(1910 - 2009)

Willy Ronis claimed an interest in “ordinary people with ordinary lives.” He was a central figure in the “humanist photography” movement, celebrating the poetry in the everyday in warm, witty images, along with his colleagues Robert Doisneau, Henri Cartier-Bresson, and Brassaï. “I have never sought out the extraordinary or the scoop,” he once said. “The beauty of the ordinary was always the source of my greatest emotions.” The images created by Willis Ronis capture the simple pleasures of everyday life. Not one to focus on suffering, his photographs are often light-hearted, humor-filled, and full of compassion, even as they capture the delight of French joie de vivre.

Willy Ronis was among the foremost postwar French photographers, who spent his career roaming the Parisian streets capturing people in love, at work, and at play in lyrical black-and-white images.
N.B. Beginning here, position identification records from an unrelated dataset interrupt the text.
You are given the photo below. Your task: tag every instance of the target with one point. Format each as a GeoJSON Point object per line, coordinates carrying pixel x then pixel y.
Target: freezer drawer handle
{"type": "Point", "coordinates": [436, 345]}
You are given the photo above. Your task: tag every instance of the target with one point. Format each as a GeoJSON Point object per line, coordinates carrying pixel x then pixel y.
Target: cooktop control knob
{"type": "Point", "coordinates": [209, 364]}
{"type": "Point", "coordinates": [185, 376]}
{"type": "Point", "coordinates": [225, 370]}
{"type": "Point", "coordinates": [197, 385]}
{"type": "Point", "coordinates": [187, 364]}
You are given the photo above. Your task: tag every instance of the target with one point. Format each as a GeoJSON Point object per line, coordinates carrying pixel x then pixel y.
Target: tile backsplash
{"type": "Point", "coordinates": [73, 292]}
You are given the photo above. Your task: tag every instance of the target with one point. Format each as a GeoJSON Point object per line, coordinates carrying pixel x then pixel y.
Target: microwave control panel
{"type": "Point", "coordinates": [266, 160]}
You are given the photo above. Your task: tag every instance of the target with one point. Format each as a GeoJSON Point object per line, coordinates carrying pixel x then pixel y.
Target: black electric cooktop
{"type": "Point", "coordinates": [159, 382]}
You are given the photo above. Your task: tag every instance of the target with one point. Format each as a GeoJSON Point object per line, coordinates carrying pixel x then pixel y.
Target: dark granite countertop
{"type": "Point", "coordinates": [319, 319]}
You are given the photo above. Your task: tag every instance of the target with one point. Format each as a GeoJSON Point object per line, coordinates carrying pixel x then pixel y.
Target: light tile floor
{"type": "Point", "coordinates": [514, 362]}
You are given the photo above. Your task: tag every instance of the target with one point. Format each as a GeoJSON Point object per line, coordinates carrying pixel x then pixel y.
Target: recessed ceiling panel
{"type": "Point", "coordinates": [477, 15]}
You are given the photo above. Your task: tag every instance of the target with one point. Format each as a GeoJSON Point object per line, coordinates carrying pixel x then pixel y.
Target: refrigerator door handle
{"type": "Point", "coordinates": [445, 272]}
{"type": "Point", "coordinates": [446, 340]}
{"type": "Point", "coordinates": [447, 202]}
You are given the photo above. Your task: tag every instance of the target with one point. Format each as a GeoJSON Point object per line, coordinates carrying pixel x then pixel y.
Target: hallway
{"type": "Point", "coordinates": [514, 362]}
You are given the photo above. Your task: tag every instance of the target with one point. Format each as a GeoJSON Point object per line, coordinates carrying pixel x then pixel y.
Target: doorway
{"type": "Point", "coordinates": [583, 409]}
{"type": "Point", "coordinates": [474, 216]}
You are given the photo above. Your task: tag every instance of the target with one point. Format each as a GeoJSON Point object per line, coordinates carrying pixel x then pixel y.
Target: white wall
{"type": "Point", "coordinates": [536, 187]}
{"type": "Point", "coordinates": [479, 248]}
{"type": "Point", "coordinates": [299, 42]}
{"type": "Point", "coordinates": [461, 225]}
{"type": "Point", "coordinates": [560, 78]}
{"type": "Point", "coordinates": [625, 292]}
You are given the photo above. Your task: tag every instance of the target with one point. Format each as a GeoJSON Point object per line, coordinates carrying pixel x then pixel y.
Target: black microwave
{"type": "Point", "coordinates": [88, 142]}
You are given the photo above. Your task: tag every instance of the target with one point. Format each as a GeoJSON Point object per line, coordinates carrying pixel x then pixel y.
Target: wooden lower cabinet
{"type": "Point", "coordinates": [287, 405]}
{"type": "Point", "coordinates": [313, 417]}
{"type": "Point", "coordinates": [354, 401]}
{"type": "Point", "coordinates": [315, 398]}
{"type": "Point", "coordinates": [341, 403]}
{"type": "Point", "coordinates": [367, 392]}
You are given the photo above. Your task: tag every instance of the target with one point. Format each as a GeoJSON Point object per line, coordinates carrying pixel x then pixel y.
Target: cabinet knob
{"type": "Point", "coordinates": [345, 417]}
Ronis honed his sense of proportion and composition working in his parents’ photography studio. He holds the distinction of being the first French staff photographer for LIFE Magazine, and his work was included in Edward Steichen’s seminal “Five French Photographers” (1951) and “The Family of Man” (1955) exhibitions. Ronis has had several books and monographs published on his work. As one of the great masters of twentieth century photography, Ronis has work is in the collections of major museums and private collectors around the world.